4. 宿主マウスの腎臓嚢下へのLN-fat Pad Chimeraの転写

  1. フィルターからLN脂肪パッドキメラを採取し、宿主マウスの腎臓カプセルの下に移します。腎臓嚢移植法については、既に説明した16

5. 転送されたLNの分離

  1. 腎臓カプセルの下で3〜4週間後、LN脂肪パッドキメラを収穫する準備が整います。承認されたガイダンスを使用して宿主マウスを安楽死させます。
  2. 宿主マウスから腎臓を取り出します。
  3. 解剖顕微鏡下で、LN脂肪パッドキメラを分離し、LNを解剖します。

6. フローサイトメトリー解析のための転移LNの酵素消化

  1. 酵素が臓器に浸透し、消化を促進するために、小さなハサミでLNに1つの切開を行います。
  2. 600 μlの消化バッファー(RPMI 1% FCS、2.5 mg/ml Collagenase D、100 μg/ml DNase I)を含む1.5 mL Eppendorfに1つのLNを入れます。
  3. 攪拌サーマルブロック上で37°Cで30分間インキュベートします。ピペットを上下に動かして、10分ごとに組織の解離を助けます。
  4. 6 μl EDTA 0.5 Mをチューブに加え、ピペットで上下に動かして組織の解離を終了します。
  5. 490 x gで5分間遠心分離します。
  6. 一次抗体の組み合わせを含む染色溶液(PBS、0.1%BSA、5%ラット血清、5%マウス血清)に細胞ペレットを再懸濁します。
  7. 氷上で30分間インキュベートします。
  8. PBSで2回洗う
  9. 必要に応じて、二次抗体と20分間インキュベートします。
  10. PBSで2回洗ってください。
  11. フローサイトメーターで解析します。

7. 免疫蛍光法による転移LNの解析

  1. 凍結および凍結切片プロセス中のEYFP保存のための固定:LNをPBS、4%PFA、10%スクロースの溶液に入れ、3〜4時間放置します。
  2. アルミホイルの小片に冷たいOCTコンパウンドを1滴ずつ入れます。気泡を避けてください。液滴の中央に液体を入れずにLNを慎重に置きます。
  3. アルミホイルをドライアイスの上に置いて臓器を凍結します。
  4. クライオスタットを使用して、8〜10μmの切片を余分な接着剤のスライドガラスにカットします。スライドを2時間乾燥させてから、-20°Cで保管します。
  5. 染色手順は、使用する一次抗体によって異なり、以下のプロトコールから最適化することができます。一次抗体の組み合わせを含む染色溶液(PBS、1% BSA)で切片を染色します。
  6. 加湿チャンバー内で室温で1時間インキュベー
  7. トします。
  8. PBSで5分間2回洗浄します
  9. 二次抗体と1時間インキュベートします。
  10. PBSで5分間2回洗浄します。
  11. DAPIを含む封入メディアにスライドをマウントします。
  12. 蛍光顕微鏡または共焦点顕微鏡を使用して画像をキャプチャします。

Access restricted.

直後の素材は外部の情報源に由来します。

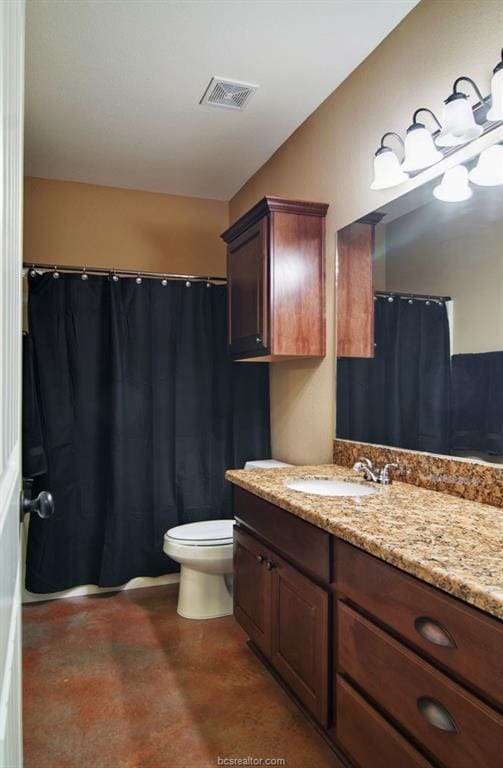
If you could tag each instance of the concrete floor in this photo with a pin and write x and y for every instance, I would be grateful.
(121, 681)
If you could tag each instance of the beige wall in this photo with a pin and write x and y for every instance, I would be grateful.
(329, 159)
(84, 224)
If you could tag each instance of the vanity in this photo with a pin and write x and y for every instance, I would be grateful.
(380, 614)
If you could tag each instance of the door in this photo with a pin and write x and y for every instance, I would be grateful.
(252, 592)
(300, 636)
(248, 291)
(11, 179)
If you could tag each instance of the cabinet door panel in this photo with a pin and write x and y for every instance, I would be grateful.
(247, 285)
(300, 636)
(252, 593)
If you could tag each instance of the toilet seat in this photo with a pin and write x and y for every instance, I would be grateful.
(208, 533)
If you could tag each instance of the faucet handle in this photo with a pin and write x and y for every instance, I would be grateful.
(384, 475)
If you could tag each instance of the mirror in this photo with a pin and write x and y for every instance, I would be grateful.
(428, 276)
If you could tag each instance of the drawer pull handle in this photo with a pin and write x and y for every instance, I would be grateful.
(436, 714)
(434, 632)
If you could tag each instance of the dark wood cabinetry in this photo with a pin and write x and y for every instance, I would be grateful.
(252, 590)
(284, 612)
(300, 636)
(398, 673)
(276, 281)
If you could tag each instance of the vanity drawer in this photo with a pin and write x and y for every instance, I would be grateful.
(451, 724)
(300, 542)
(367, 737)
(462, 639)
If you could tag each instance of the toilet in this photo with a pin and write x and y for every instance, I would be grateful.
(204, 551)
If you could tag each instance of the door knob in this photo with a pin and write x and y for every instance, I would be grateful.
(43, 505)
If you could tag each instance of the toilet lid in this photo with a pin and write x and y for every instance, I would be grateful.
(204, 534)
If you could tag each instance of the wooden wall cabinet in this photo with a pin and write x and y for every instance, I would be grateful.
(355, 288)
(276, 281)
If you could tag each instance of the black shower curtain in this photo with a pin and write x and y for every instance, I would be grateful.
(401, 397)
(142, 413)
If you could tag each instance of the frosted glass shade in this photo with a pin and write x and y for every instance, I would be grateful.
(387, 171)
(420, 151)
(454, 187)
(489, 170)
(458, 122)
(496, 111)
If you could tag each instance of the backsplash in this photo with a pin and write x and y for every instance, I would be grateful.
(472, 480)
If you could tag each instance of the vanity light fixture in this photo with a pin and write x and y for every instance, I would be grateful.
(496, 111)
(420, 151)
(387, 171)
(454, 187)
(458, 121)
(489, 170)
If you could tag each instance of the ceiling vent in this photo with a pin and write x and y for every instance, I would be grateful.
(229, 94)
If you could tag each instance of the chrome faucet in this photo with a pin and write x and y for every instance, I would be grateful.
(365, 466)
(374, 474)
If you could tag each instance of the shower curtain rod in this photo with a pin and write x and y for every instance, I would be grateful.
(124, 272)
(416, 296)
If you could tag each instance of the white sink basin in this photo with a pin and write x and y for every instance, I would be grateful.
(324, 486)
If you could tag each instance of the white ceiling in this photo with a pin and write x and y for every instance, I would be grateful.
(112, 86)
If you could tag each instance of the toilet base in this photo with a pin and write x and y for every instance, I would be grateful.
(204, 595)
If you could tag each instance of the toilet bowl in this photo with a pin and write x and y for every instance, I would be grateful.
(204, 551)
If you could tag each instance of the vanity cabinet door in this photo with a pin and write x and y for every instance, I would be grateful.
(248, 294)
(300, 636)
(252, 593)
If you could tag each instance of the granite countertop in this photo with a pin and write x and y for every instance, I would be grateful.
(453, 544)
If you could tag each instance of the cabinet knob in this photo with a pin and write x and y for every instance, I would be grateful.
(436, 714)
(434, 632)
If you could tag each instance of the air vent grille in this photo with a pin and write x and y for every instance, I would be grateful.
(229, 94)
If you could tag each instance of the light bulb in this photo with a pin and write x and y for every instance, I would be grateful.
(458, 122)
(420, 151)
(387, 171)
(496, 111)
(454, 187)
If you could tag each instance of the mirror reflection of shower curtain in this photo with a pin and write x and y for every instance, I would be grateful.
(142, 413)
(401, 397)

Please log in or start a trial to view this content.

Results

Loading...
$$\rightleftharpoonup{xx}$$ $$\longleftharp{xx}$$, $$\longrightharp{xx}$$,

移植から3週間後、腎臓からLN/脂肪パッドキメラが回収されます。キメラは、それ自体の脂肪パッド内の正常なLNと非常によく似ており、LNは脂肪組織の中心に見えます(図1)。LNが特定できない場合は、腎臓への移植中にLNが失われた可能性があります。LNの発生に潜在的に重要な遺伝子の役割を評価する場合、回収されたLNは非常に小さく、見つけるのがより困難になる可能性があります。これは、LTβR-/-マウス由来の脂肪組織が新生児LNsに再結合する場合である14

LNを慎重に単離することで、EYFP+脂肪由来細胞の子孫をさらに分析することができます。LNの凍結切片および免疫蛍光分析により、EYFP+脂肪由来細胞がLNに移動し、そこでGp38+ERTR-7+ LN間質細胞ネットワークに寄与することが明らかになりました(図2A)。フローサイトメトリー解析により、LN間質細胞の重要な画分が局所EYFP...

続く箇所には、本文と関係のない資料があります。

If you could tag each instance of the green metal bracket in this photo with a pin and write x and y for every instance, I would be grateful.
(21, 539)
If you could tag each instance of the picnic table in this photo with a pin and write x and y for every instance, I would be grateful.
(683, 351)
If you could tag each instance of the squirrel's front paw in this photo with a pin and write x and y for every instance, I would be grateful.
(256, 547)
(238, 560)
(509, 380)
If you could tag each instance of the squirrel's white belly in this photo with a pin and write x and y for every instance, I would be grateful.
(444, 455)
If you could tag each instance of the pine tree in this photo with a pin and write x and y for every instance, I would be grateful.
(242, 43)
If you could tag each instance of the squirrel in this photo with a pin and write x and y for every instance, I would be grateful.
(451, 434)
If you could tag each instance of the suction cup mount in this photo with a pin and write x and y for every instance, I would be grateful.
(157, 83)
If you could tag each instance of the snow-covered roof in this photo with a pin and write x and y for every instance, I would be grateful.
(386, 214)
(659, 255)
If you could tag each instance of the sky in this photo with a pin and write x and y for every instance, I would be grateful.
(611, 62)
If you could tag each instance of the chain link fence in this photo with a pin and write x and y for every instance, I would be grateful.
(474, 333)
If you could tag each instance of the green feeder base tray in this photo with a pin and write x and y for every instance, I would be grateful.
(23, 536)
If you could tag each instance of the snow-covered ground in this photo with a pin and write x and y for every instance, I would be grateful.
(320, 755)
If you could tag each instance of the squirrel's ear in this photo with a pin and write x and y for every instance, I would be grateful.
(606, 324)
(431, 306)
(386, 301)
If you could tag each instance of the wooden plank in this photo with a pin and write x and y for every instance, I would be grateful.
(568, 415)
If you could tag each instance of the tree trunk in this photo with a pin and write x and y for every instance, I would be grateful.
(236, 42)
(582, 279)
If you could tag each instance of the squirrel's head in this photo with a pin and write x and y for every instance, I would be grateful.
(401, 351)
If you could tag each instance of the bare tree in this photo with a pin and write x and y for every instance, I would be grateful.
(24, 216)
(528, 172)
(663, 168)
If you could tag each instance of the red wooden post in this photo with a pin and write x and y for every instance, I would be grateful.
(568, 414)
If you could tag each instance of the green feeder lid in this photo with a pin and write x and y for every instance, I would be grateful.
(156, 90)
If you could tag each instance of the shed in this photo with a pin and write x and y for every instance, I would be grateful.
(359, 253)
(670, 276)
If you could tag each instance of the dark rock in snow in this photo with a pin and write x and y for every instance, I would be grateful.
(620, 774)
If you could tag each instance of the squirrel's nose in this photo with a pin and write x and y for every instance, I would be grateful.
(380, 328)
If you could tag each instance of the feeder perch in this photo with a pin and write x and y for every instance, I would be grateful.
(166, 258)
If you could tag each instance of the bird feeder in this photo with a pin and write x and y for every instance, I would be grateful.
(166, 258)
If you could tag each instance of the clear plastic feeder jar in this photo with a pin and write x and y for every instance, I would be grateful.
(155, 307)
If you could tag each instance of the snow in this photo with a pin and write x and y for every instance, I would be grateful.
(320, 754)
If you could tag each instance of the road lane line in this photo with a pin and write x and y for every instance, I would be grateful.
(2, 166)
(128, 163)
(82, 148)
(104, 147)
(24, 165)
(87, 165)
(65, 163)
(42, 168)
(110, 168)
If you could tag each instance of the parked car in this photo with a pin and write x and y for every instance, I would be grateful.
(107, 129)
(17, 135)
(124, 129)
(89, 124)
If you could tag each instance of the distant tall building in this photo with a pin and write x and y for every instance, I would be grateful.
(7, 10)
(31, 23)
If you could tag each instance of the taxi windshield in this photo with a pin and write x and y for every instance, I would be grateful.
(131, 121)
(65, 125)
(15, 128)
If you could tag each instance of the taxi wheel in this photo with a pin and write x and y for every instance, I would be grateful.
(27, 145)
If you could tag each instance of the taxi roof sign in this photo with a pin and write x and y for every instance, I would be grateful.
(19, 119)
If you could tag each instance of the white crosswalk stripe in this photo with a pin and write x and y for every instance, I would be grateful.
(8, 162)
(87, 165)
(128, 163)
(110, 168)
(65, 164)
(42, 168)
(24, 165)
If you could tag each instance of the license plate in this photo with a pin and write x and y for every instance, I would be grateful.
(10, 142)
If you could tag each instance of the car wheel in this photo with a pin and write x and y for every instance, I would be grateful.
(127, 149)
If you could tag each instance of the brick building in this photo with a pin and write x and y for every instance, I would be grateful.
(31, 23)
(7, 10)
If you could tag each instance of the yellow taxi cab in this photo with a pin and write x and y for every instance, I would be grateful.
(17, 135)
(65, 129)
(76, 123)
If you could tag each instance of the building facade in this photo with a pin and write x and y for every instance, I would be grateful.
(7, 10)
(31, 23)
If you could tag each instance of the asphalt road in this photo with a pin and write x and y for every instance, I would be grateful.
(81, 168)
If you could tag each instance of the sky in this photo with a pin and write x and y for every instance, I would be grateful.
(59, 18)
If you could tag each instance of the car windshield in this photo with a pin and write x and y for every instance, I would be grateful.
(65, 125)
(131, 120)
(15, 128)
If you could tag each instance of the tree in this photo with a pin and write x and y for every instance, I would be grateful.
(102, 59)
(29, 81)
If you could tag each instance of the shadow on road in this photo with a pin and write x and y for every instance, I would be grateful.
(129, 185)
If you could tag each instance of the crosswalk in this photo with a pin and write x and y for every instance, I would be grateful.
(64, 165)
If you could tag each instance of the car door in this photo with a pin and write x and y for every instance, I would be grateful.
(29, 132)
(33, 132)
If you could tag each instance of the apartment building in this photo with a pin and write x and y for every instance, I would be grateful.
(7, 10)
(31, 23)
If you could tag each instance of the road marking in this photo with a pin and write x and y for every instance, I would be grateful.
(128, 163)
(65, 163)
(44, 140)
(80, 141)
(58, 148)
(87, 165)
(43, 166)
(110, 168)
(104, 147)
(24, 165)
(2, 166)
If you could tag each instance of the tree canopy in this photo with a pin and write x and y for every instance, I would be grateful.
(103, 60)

Access restricted. Please log in or start a trial to view this content.

Discussion

Loading...
$$\rightleftharpoonup{xx}$$ $$\longleftharp{xx}$$, $$\longrightharp{xx}$$,

この記事では、発生中のLNに対する脂肪組織前駆細胞の寄与をアッセイおよび定量化する方法と、それらの子孫の分析を可能にする2つの技術を紹介しました。胚性脂肪パッドと新生児LNの解剖は繊細であり、実際のLN脂肪パッドキメラを生成する前に、多くの練習によって得られた手作業のスキルが必要です。解剖の品質を制御するために、ファットパッドとLNに対してフローサイトメトリー分析を実行できます。 胚性脂肪パッドの調製にはリンパ節がなく、CD45+CD4+IL-7Ra+ リンパ組織誘導細胞が含まれていてはなりません。新生児のLN製剤は、脂肪組織を完全に含まず、CD45-CD31-ICAM-1、VCAM-1、リンパ組織組織細胞6,13-14を高の割合で含んでいる必要があります。汚染のリスクを減らすために、組織培養と手術の標準的な無菌技術に従う必要があります。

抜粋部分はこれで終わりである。